Valuing abstract measures of the welfare of a group distinctly and separately from the welfare of the individuals making up that group is a particularly pernicious conceptual invention. Its most recognizable modern incarnations are nationalism and patriotism, but it has been serving as cover for inhumanity and disregard for considerably longer than that. It also serves as a way for people to argue against treating aging as a medical condition: the group is just fine, thank you, and thus it doesn't matter that all of the individuals in that group are doomed to suffer, diminish, and die. So why do anything about it? A healthier view of the world is that only individuals and their interactions with one another matter, but making that the default mode of thought is something of a challenge in an era of strong centralized governance and wall to wall propaganda for the nation state concept as an entity more important than its citizens.
One of the innumerable romanticizations of death that we're often presented with is that, as one generation dies out, it's just passing on the responsibilities of life to the next. Someone else will take on the task of perpetuating the species, and in general, it doesn't really matter who it is. Never mind that we all die; as long as there's someone to pass the torch to, somebody who will continue to play for team humanity, that's all it matters.
Humanity is not a football club, and neither are other, smaller groups of humans. The family of my great-grandfather, intended as himself, his wife, and their children, is dead. Their genes are still around, and other families have descended from them, in some case even bearing the same family name (another abstraction), but the specific individuals making up my great-grandfather's family are gone, and so is that specific family. You might argue that they're still alive in their descendants' memories and genes or that their name is being passed down, keeping alive the family, but these are all mental gymnastics to present the fact that they're dead in a less unappealing fashion. They're dead, and whether someone still remembers anything about them, or carries a few of their genes or their name, doesn't make them any less dead.
On the subject of future generations, one often hears that their well-being depends on our actions today, and thus we should work to leave them with a better world than we had; this is a commendable intention, and, in fact, it is one of the reasons why we should develop rejuvenation - to spare future human beings the plague of age-related diseases. However, future generations are not here yet; we are, and it's rather mystifying how everyone frets about the currently nonexistent needs of people yet to come but not so much about the very real needs of people who already exist. Today, people suffer from, and die of, age-related diseases; it's a concrete problem, with tangible effects on the world at large in the present; yet many people seem to worry more about the potential problems they imagine that rejuvenation might cause to future.

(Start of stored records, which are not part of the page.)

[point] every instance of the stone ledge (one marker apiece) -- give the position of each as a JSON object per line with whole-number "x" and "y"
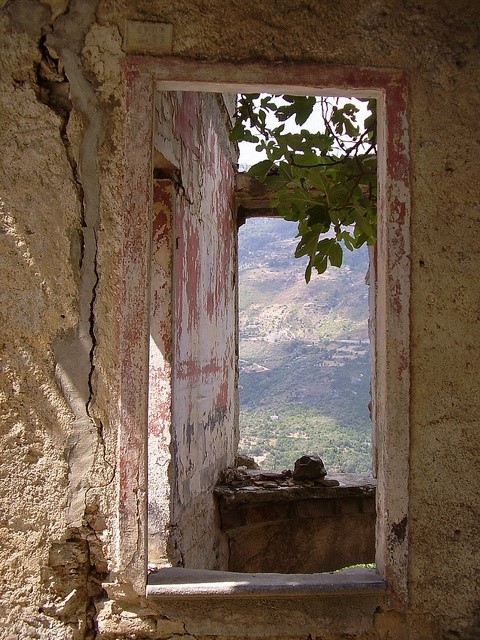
{"x": 196, "y": 583}
{"x": 349, "y": 485}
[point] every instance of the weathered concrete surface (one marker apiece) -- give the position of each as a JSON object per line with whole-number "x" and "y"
{"x": 297, "y": 528}
{"x": 62, "y": 171}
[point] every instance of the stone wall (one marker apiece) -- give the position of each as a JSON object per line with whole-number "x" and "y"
{"x": 73, "y": 535}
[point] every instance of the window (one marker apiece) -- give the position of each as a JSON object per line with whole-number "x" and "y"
{"x": 390, "y": 401}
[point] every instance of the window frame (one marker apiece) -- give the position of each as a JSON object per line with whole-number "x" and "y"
{"x": 390, "y": 286}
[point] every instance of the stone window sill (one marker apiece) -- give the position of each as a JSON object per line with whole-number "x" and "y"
{"x": 196, "y": 583}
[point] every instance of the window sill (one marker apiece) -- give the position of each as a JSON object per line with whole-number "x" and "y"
{"x": 195, "y": 583}
{"x": 217, "y": 603}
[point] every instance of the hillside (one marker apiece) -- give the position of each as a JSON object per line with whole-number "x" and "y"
{"x": 304, "y": 354}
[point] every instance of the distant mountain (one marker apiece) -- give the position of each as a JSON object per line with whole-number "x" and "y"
{"x": 304, "y": 354}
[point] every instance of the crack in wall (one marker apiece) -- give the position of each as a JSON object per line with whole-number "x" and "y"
{"x": 63, "y": 86}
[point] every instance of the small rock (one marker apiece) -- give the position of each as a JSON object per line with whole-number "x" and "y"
{"x": 245, "y": 461}
{"x": 309, "y": 467}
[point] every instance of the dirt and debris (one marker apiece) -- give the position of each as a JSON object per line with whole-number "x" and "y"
{"x": 309, "y": 471}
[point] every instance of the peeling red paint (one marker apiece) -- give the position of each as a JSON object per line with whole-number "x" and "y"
{"x": 203, "y": 282}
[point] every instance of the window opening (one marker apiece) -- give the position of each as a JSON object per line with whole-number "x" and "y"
{"x": 390, "y": 322}
{"x": 304, "y": 365}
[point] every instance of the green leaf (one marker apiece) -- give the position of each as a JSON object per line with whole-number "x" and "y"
{"x": 260, "y": 169}
{"x": 335, "y": 255}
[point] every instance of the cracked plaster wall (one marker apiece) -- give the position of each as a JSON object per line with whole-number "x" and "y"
{"x": 61, "y": 168}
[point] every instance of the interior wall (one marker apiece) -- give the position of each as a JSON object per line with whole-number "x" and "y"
{"x": 63, "y": 106}
{"x": 191, "y": 134}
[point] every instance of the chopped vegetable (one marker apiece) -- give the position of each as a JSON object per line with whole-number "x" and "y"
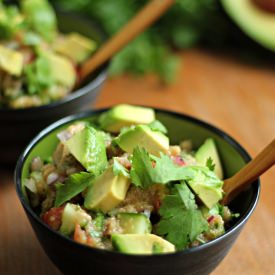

So, who's more important? Individuals or humanity? It should be clear by now that we'd better think in terms of individuals. The good of humanity shouldn't be about maintaining our presence in the universe just for the sake of being here; it should be about the well-being and life quality of the individuals that make up humanity - and when they're dead, or about to die, individuals aren't generally doing very well. Being concerned about future generations is both understandable and commendable, but it should not lead us to neglect who's already here. As long as we exist, and our good is taken care of, the preservation and the good of humanity will be ensured as well; future humans are welcome to join.